The first keynote speaker, Brian Snow with the NSA, was decent - and unintentionally funny. Two of us suggested within the same minute (separately) that Snow sounded just like Hal from 2001. Anyway, Snow was all about some assurance. In fact, the subtitle of his talk was "It's about assurance, stupid." His summary was that most attacks result from failures of assurance, not function.

At 10:30 we heard David LeBlanc, Senior Technologist with Microsoft Corporate Security, speak on real-world network security management techniques. He said that a box that's been hacked is like a pool that's been pissed in. What do you have to do? Drain the pool. His point was that once you know a system's been compromised, you take the compromised boxes offline (pull the cables), back it up, and put up a new box - that you should never just fix the immediate problem and keep running. He also talked about dependency loops, dependency chains, and how one needs to understand the scope of affected machines.

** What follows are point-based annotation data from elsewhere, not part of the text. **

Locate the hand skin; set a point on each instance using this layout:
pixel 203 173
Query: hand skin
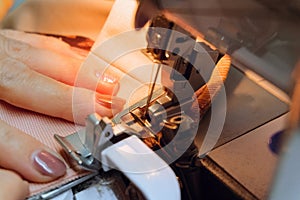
pixel 38 73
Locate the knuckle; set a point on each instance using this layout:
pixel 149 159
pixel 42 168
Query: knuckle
pixel 12 73
pixel 13 48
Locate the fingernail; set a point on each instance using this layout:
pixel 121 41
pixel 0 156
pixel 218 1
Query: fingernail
pixel 48 164
pixel 116 88
pixel 107 78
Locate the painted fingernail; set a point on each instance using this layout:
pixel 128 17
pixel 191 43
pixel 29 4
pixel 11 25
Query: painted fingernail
pixel 107 78
pixel 48 164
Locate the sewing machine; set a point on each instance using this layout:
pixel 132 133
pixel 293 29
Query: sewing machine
pixel 217 97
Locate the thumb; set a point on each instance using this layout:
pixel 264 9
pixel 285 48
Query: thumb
pixel 10 181
pixel 27 156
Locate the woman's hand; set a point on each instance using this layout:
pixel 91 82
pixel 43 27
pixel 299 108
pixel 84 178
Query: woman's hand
pixel 39 73
pixel 23 157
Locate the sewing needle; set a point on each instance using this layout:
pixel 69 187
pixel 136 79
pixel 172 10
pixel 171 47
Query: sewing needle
pixel 152 86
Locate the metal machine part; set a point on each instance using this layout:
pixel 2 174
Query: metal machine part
pixel 259 34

At 13:30 we saw Ron Gula w/ Network Security Wizards speak on bypassing intrusion detection systems (host-based and NIDS). It was good, but the guy to me left had taken off his shoes, so it smelled like feet.

We saw two more talks: Ron Moritz of Symantec Corp on proactive defense against malicious code, and Mark Kadric of Conxion Corp. on ID in high-speed networks. The general consensus, among Kadric and a couple of other speakers, was that commmercial IDSs weren't good enough yet, esp. for high speed networks (multiple OC3s and greater). He went over the types, and the drawbacks, and I'm really glossing over all of this, but it's a day log. :P

And that night we had dinner at Benihana then played craps.